The Paradox of Progress
The creator economy celebrates audiences as fandoms who co-create and build communities. That is powerful. But while the model shifted toward authenticity, the pressure intensified.
Social media rewards immediate gratification. Algorithms demand constant feeding. You optimize for today at the expense of tomorrow. Value still compounds over time. A customer who returns for 30 years creates more value than 100 viral visitors.
Tony Roma’s has customers who have eaten with us since the 1970s, bringing their kids, now their grandchildren.

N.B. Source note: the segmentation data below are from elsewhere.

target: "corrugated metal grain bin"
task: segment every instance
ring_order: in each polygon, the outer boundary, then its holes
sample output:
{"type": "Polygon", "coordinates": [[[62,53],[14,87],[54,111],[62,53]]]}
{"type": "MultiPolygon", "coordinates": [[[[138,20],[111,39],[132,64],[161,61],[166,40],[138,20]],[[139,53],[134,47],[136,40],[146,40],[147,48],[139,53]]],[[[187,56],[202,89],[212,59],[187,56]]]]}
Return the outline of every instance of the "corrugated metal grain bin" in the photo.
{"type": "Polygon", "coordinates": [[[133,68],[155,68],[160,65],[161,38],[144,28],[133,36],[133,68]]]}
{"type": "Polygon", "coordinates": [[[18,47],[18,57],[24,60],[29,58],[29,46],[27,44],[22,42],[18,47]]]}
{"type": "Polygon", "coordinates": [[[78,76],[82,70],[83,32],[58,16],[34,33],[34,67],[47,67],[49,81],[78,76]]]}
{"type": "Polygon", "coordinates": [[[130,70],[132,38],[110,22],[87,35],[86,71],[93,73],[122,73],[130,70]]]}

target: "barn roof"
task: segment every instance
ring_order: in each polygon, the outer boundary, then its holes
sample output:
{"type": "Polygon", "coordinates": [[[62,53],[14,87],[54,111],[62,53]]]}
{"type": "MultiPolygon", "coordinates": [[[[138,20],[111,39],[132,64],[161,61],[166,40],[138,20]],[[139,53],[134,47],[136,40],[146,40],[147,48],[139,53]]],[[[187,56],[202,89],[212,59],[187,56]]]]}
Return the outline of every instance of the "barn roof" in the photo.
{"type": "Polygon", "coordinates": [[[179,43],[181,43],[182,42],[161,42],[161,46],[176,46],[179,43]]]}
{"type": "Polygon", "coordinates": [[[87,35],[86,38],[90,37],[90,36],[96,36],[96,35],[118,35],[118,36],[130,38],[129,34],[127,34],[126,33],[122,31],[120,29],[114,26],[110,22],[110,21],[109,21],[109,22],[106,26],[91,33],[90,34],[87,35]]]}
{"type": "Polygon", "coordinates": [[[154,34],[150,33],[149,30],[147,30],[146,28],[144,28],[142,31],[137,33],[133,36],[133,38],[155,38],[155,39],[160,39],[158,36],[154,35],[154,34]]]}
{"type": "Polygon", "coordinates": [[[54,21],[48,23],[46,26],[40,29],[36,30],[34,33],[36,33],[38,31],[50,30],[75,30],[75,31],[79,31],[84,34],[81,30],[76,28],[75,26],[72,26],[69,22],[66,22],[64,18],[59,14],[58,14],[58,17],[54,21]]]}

That is generational loyalty.
The question is whether we are building deeper loyalty or just staging elaborate fairy tales before midnight strikes.
What Are We Building For?
Tony Roma’s has weathered casual dining wars, financial crises, dietary shifts, a pandemic, and inflation. We survived by being worth coming back to.
When I evaluate expansion into markets including Indonesia, China, Canada, and the Middle East, I ask: “Will this still profitably serve customers in ten years?”
That is the question that separates brands from pumpkins.
The Questions That Matter
If we are serious about building for lasting value:
Instead of asking, “How fast can we grow?” ask, “Can we sustain this without sacrificing quality?”
Instead of asking, “How many followers?” ask, “How many customers return?”
Instead of asking, “Can we go viral?” ask, “What happens when the clock strikes midnight?”
These questions require patience and long-term thinking, everything that social media trains us to deprioritize.
What Actually Lasts
The democratization of brand building created real opportunities. That is genuine progress.
But we need honesty about what we are optimizing for. Viral success does not equal sustainable value. The question that should be on the mind of every emerging brand: How do we build a brand to last, not get distracted by momentary success? Long-term value is built through consistency and trust, not viral moments.
America’s legendary brands, the ones built on substance rather than social media spectacle, are not just surviving. They are thriving both domestically and globally because they offer something algorithms cannot replicate: generational trust. Tony Roma’s has served customers for 54 years by being reliable, consistent, and worth returning to.
Social media’s tools can build brands that last. Or create fairy tales that turn into pumpkins at midnight.
What happens to your brand when the clock strikes midnight?